1958 ABA pamphlet suggested that a reasonable full-time schedule produced 1,300 client hours a year. That’s right, 1,300. Today, senior partners who had no minimum billables requirements as associates run firms where some new attorney orientation sessions dictate monthly targets, as well as annual ones. Big law associates average more than 2,000 billables a year. Adding another 160 hours — a month’s worth of time — for firm-required education is no small matter.

During year-end reviews, associates typically receive spreadsheets detailing their hours by category: client billables, recruiting, training, pro bono, personal, and so forth. (Hat-tip to The American Lawyer‘s A-List, which prompts many firms to count pro bono hours as billable time.)

How about training? Back in January 2008 when law firms were more concerned about attracting and retaining good associates than they are now, the New York Times found firms attacking enormous associate attrition rates with initiatives aimed at keeping the keepers. But even that didn’t always extend to giving billable credit for training.

For example, the Times wrote, “Strasburger & Price, a national firm based in Dallas, announced last October [2007] that it was decreasing the hours new associates were expected to log, to 1,600 from 1,920 annually. (Lest you think those lawyers will be able to go home early, however, note that newcomers will now be asked to spend 550 hours a year in training sessions and shadowing senior lawyers.)”

According to the NALP directory, Strasberger’s policy is unchanged, but at least it’s transparent. Many big law counterparts have remained opaque.

Consider the public positions of the three firms in the WSJ article — Debevoise & Plimpton; Milbank, Tweed, Hadley & McCoy; and Skadden, Arps, Slate, Meagher & Flom. In their current NALP listings, none discloses its average associate billables for 2009 or 2010. But that doesn’t mean those in charge aren’t watching hours closely.

According to the Journal, “Debevoise said its associate billable hours rose by more than 10% in 2010 and are up by even more so far this year.” To what? The article doesn’t say — and neither does the firm.

Earlier this year, Milbank’s chairman, Mel Immergut, noted that billables were up, but “still low compared to what [they have] historically been.” Again, no hint of what those levels were or are.

Skadden’s culture is no secret. It became the subject of unwanted attention after one of its associates, Lisa Johnstone, died in June at age 32 — reportedly after weeks of extremely long hours.

All three firms state on their NALP forms that they have no minimum billable hours requirement.
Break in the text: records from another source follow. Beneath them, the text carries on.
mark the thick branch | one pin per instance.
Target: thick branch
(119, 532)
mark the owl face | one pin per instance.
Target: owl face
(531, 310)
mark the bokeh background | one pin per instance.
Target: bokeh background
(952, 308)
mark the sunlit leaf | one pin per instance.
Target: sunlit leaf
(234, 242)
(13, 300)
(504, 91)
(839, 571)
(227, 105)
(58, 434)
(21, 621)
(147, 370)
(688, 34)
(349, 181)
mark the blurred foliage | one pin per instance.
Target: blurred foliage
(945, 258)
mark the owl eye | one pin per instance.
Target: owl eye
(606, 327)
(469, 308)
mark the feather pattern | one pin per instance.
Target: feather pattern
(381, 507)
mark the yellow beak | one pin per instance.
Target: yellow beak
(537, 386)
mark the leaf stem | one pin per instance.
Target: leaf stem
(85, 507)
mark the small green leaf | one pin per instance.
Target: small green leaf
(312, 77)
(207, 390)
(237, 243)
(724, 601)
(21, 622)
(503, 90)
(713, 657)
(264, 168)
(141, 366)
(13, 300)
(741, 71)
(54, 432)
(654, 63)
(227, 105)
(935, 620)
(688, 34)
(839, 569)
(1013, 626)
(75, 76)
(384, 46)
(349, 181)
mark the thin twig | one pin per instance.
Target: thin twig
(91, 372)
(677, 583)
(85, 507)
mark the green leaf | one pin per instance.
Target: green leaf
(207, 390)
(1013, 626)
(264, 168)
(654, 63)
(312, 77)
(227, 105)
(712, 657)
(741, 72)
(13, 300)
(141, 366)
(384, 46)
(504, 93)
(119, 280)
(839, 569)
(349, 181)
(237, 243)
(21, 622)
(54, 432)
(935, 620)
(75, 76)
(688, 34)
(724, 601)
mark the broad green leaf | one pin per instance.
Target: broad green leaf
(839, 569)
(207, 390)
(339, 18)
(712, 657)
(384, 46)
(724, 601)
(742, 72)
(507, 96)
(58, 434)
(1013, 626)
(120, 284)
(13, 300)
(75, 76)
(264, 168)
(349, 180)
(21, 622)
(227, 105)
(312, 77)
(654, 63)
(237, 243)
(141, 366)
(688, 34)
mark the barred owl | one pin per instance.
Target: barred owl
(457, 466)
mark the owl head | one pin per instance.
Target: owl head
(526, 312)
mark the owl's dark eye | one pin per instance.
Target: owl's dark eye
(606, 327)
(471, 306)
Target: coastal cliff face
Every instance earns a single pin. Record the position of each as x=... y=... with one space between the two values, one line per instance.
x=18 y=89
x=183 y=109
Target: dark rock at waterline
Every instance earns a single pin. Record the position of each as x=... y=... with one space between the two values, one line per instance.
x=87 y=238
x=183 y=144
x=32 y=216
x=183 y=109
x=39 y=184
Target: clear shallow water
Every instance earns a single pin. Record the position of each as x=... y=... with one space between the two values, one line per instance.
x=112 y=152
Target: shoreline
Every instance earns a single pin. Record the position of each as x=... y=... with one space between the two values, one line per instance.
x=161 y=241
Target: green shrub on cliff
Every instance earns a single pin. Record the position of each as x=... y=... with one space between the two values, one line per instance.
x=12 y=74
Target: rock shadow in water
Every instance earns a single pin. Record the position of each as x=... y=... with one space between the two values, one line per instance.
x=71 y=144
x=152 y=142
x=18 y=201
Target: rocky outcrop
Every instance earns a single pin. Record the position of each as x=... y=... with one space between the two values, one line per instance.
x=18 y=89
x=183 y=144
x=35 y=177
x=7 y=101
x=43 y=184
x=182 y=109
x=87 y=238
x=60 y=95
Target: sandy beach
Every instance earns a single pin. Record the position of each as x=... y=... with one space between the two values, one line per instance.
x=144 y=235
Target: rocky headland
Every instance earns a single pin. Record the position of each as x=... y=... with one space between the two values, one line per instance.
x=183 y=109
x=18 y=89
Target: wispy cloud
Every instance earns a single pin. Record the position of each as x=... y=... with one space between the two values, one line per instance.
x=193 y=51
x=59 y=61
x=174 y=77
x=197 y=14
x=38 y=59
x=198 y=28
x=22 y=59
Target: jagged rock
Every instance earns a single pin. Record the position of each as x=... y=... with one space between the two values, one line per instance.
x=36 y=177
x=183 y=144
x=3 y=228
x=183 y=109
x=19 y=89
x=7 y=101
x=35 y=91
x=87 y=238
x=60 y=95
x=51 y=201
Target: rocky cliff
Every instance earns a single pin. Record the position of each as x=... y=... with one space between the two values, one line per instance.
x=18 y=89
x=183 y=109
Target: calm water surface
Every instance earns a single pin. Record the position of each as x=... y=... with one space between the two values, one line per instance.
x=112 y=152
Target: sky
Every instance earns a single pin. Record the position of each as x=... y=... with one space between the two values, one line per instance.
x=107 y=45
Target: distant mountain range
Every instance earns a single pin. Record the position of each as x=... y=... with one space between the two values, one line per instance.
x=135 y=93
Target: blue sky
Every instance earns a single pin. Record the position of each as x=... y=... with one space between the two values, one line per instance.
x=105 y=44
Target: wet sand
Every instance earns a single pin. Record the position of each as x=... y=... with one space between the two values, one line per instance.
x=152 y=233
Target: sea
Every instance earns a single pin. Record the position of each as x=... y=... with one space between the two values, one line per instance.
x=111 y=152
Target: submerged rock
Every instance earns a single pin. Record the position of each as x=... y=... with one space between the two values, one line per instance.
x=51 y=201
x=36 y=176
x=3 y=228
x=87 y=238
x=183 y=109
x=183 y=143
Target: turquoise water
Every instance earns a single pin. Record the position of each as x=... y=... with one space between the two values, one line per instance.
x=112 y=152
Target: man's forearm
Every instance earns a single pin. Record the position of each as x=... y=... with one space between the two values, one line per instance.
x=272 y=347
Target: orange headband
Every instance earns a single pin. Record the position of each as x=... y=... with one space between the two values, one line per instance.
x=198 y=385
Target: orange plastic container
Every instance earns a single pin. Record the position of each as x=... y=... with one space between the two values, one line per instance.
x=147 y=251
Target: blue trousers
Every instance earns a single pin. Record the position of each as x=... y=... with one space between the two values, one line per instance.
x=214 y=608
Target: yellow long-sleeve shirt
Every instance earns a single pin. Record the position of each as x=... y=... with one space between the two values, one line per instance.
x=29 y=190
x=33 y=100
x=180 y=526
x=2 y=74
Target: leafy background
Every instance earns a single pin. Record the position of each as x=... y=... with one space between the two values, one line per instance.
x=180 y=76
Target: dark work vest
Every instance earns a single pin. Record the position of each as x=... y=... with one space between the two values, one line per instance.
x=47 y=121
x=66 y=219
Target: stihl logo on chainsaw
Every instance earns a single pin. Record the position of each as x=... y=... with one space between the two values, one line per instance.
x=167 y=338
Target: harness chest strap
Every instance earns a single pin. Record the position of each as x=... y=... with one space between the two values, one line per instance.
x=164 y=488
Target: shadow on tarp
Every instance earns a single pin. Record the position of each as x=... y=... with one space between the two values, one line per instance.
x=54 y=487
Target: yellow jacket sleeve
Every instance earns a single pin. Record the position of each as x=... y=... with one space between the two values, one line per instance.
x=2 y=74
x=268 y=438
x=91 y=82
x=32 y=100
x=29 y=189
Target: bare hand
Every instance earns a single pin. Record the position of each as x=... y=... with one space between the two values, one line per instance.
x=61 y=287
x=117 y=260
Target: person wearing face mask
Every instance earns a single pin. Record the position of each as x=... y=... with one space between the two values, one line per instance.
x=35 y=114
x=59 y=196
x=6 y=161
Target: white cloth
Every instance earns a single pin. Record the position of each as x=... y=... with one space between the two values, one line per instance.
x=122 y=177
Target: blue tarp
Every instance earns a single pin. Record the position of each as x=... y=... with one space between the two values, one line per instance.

Debevoise’s website says that billable and pro bono hours “are monitored by partners to assure an associate’s full involvement in our practice and to attempt to spread workloads fairly.”

So perhaps there’s no need to worry about how those 160 business-education training hours get counted after all. Debevoise cares only about assuring full involvement and fairness for its associates, not whether they meet a minimum number of billables. Like many firms, Milbank actually uses its training programs as a sales tool: “Get paid to go to Harvard,” its website proudly proclaims. Skadden will always be Skadden.

But give credit where it’s deserved: Debevoise ranked an impressive 16th in overall mid-level associate satisfaction this year. Milbank and Skadden fared less well — placing 68th and 69th, respectively, out of 126. (The unfortunate backstory is that overall satisfaction for the survey group dropped to another record low.)

Interestingly, all three responded to this query on the NALP form:

“Billable hours credit for training time.”

Debevoise and Milbank answered “Y.” Skadden said “N.”

“Credit” toward what? Unless billables matter to evaluating or compensating associates, wouldn’t firms without a minimum requirement answer “N/A”?

Maybe their stated answers are typos.